If inflationary fears continue to rise and Treasury prices drop, big foreign holders of U.S. sovereign debt–the Chinese and the Japanese together own $1.7 trillion of it–could hold back on purchases or even pare back holdings. China has already indicated as much. This would be a giant backfire for the Fed.
Any selling or reduced buying of Treasurys either by other countries or by U.S. buyers would put upward pressure on interest rates. It would also lead to increased selling of the dollar. In this scenario the Fed would be forced to buy back large amounts of dollars–in effect printing even more money. Where this spiral would stop nobody knows.
Unfortunately Fed Chairman Bernanke has an almost flawless record of poor forecasts and policy decisions since his tenure began in 2006. On Mar. 28, 2007 he said, “The impact on the broader economy and financial markets” of the subprime mortgage meltdown “seems likely to be contained.” He followed this zinger on June 9, 2008, with a declaration that the danger of a “substantial downturn appears to have diminished.” This, of course, was only three months before Lehman Brothers imploded and the economy collapsed.
Stocks and gold have been acting very positively to QE2, indicating that investors sniff inflation in the air.

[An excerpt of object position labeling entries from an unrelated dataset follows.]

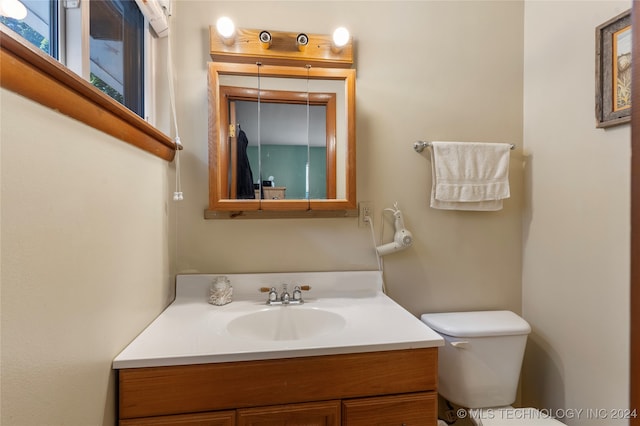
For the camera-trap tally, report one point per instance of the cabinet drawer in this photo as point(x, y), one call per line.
point(225, 418)
point(310, 414)
point(417, 409)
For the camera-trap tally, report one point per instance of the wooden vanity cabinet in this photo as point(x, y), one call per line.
point(409, 410)
point(218, 418)
point(367, 389)
point(308, 414)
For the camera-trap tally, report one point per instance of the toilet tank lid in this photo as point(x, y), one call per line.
point(477, 324)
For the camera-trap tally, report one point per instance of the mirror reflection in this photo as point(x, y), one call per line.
point(288, 159)
point(281, 139)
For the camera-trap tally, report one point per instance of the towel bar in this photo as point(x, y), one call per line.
point(419, 146)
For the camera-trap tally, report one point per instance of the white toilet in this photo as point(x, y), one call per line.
point(479, 365)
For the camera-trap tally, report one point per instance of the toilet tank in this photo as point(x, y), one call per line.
point(479, 364)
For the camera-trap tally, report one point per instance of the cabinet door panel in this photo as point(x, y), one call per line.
point(418, 409)
point(308, 414)
point(226, 418)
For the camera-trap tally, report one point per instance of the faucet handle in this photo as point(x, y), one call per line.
point(273, 294)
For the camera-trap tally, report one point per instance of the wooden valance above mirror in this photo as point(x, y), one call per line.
point(263, 162)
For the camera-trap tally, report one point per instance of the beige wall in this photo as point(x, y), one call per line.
point(84, 263)
point(425, 70)
point(576, 219)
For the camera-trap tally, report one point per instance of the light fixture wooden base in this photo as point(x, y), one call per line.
point(283, 50)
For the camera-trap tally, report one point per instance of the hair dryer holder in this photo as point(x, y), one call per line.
point(402, 238)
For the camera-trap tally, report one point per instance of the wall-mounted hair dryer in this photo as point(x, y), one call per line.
point(402, 237)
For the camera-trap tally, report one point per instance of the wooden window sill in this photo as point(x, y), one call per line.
point(35, 75)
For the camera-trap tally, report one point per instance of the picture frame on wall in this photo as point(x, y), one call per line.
point(613, 71)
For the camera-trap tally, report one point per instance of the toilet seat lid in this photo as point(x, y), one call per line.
point(513, 417)
point(477, 324)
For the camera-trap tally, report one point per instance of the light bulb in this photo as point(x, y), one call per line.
point(225, 27)
point(340, 37)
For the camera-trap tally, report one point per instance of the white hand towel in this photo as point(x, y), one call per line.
point(469, 175)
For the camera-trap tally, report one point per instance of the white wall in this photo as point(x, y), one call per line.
point(576, 221)
point(425, 70)
point(85, 262)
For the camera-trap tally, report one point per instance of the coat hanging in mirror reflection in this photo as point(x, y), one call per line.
point(244, 185)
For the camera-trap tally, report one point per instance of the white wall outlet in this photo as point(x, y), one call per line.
point(365, 212)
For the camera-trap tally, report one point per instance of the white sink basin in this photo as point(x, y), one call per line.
point(286, 323)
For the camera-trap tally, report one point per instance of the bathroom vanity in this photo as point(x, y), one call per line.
point(348, 356)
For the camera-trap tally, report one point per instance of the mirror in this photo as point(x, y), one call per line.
point(289, 132)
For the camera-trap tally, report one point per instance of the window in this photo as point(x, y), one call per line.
point(39, 26)
point(116, 43)
point(62, 59)
point(117, 51)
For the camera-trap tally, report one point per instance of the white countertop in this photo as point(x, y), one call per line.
point(192, 331)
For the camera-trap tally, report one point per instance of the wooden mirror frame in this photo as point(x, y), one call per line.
point(224, 208)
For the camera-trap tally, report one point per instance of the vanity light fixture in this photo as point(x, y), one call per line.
point(341, 37)
point(302, 40)
point(226, 29)
point(245, 45)
point(265, 39)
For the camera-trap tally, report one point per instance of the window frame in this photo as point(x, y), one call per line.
point(35, 75)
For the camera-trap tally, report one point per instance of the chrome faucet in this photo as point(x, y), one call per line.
point(285, 298)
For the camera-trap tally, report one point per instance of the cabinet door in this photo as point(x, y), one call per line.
point(222, 418)
point(417, 409)
point(308, 414)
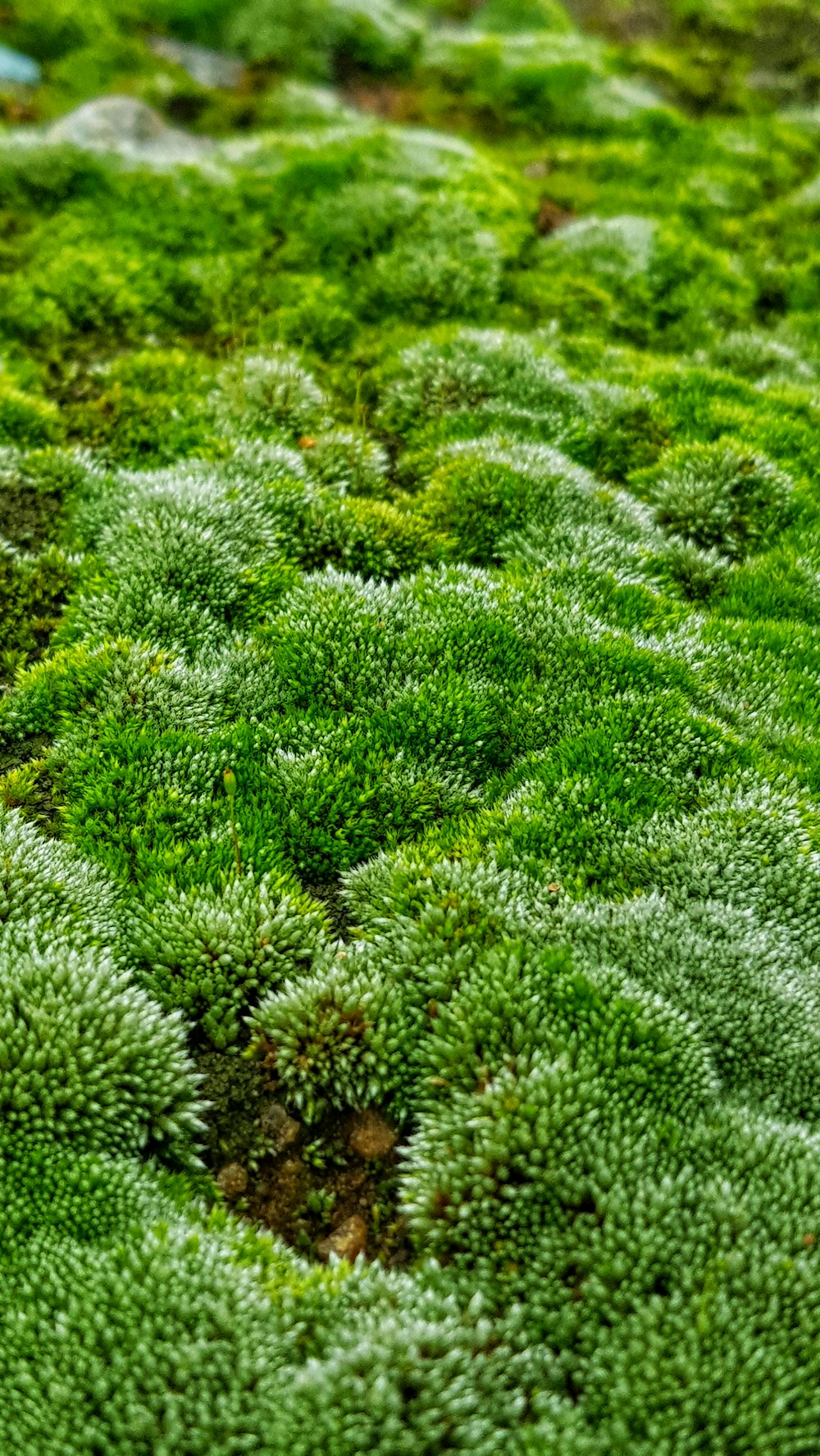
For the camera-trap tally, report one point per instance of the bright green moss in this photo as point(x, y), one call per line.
point(410, 669)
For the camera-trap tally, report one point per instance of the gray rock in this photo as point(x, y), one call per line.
point(279, 1129)
point(210, 69)
point(18, 67)
point(127, 127)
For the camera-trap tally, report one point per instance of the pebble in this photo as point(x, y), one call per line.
point(348, 1241)
point(210, 69)
point(371, 1136)
point(279, 1127)
point(125, 125)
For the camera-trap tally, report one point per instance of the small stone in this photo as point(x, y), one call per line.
point(371, 1136)
point(210, 69)
point(232, 1180)
point(551, 216)
point(125, 125)
point(279, 1129)
point(348, 1241)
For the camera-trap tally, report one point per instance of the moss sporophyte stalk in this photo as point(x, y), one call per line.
point(229, 780)
point(410, 772)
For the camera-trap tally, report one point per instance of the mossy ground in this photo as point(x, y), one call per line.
point(410, 707)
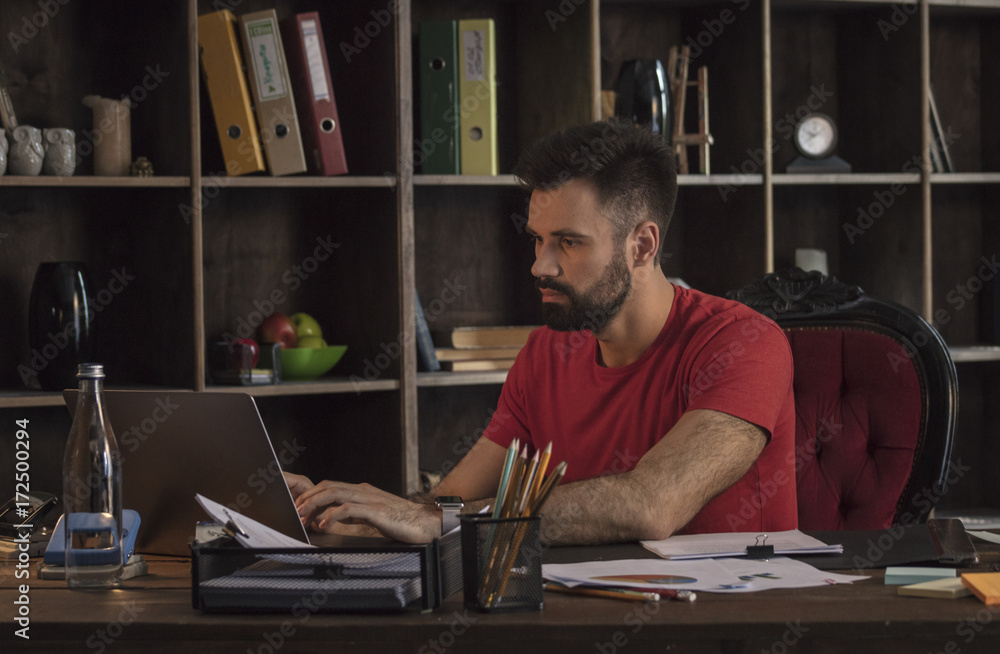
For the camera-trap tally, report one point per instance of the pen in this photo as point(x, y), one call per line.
point(610, 593)
point(679, 595)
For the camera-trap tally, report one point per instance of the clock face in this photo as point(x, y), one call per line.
point(816, 136)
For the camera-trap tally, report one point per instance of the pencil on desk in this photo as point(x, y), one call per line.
point(505, 478)
point(527, 486)
point(543, 465)
point(610, 593)
point(546, 489)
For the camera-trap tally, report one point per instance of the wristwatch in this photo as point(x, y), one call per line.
point(451, 507)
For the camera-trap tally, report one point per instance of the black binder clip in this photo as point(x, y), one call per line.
point(759, 550)
point(234, 529)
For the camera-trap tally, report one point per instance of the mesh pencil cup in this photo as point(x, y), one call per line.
point(502, 563)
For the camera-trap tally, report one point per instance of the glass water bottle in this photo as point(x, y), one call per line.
point(92, 490)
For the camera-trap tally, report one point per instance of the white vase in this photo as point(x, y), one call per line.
point(113, 127)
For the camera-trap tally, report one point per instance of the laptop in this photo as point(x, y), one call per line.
point(175, 444)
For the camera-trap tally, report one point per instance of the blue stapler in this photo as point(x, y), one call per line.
point(55, 553)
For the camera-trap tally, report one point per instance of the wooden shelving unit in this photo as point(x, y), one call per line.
point(208, 250)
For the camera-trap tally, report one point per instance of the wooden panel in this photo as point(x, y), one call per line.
point(722, 240)
point(956, 88)
point(451, 421)
point(474, 260)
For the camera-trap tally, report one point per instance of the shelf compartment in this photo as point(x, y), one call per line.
point(90, 181)
point(325, 386)
point(428, 379)
point(304, 181)
point(841, 179)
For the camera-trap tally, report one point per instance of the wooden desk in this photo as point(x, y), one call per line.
point(153, 614)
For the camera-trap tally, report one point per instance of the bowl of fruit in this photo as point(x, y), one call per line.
point(304, 353)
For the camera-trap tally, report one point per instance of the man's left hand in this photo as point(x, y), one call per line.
point(330, 503)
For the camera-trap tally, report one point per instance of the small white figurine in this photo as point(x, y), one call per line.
point(60, 151)
point(26, 153)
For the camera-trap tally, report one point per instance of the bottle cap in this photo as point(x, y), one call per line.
point(90, 371)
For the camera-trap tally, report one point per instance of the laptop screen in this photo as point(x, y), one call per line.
point(175, 444)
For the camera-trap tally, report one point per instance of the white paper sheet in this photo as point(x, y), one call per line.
point(255, 534)
point(709, 575)
point(735, 544)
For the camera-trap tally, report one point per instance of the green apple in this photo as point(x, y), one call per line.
point(306, 325)
point(315, 342)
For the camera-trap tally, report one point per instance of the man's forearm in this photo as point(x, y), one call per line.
point(706, 454)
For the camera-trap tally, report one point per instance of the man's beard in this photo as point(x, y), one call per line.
point(593, 309)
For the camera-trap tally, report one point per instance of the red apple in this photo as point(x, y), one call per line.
point(278, 328)
point(244, 351)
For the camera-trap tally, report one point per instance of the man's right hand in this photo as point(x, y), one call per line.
point(297, 484)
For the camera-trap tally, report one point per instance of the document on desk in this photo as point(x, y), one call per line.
point(247, 532)
point(709, 575)
point(703, 546)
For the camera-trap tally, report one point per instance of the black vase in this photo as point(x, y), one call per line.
point(59, 323)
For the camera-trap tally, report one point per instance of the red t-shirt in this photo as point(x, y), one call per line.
point(712, 353)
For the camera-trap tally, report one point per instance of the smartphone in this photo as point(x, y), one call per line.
point(20, 511)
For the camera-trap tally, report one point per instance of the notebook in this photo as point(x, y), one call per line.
point(175, 444)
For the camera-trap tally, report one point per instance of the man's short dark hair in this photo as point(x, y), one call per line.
point(632, 170)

If there is continued pressure on the dollar, stocks are definitely one of the best places to be. The bond market is the place to have been.
Several stocks still look quite attractive in the glow of QE2.
Inflation can be kind to insurers. Chubb Corp. ( CB – news – people ) (CB, 59) is a giant property and casualty firm serving individuals and businesses worldwide. Net premiums inched up 1% in the first nine months of 2010 and look to go higher with either inflation or a healthier economy. Chubb trades at 9 times trailing earnings and 1.1 times book value, and the stock yields 2.5%.
Energy is another inflation play. Marathon Oil ( MRO – news – people ) (MRO, 35) is the fourth-largest U.S.-based integrated oil and gas company. Net production is more than 400 thousand of barrels of oil equivalent per day, with proved reserves of over 1.7 billion barrels. Shares fetch a modest 12 times earnings and yield 2.9%.
Drugs don’t mind inflation, either. Merck & Co. ( MRK – news – people ) (MRK, 37) has over 20 promising compounds in late-stage development. Vorapaxar, designed to treat cardiovascular issues, could generate annual sales north of $1 billion. Merck yields a juicy 4.2% and trades at a modest 11 times trailing earnings.
The widening spread between long-term and short-term rates helps JPMorgan Chase ( JPM – news – people ) (JPM, 40). Earnings for 2010 are expected to be $3.85 per share, up 72% from last year. JPMorgan presents good value at a P/E of 11 on trailing EPS and only 9 times expected 2011 earnings.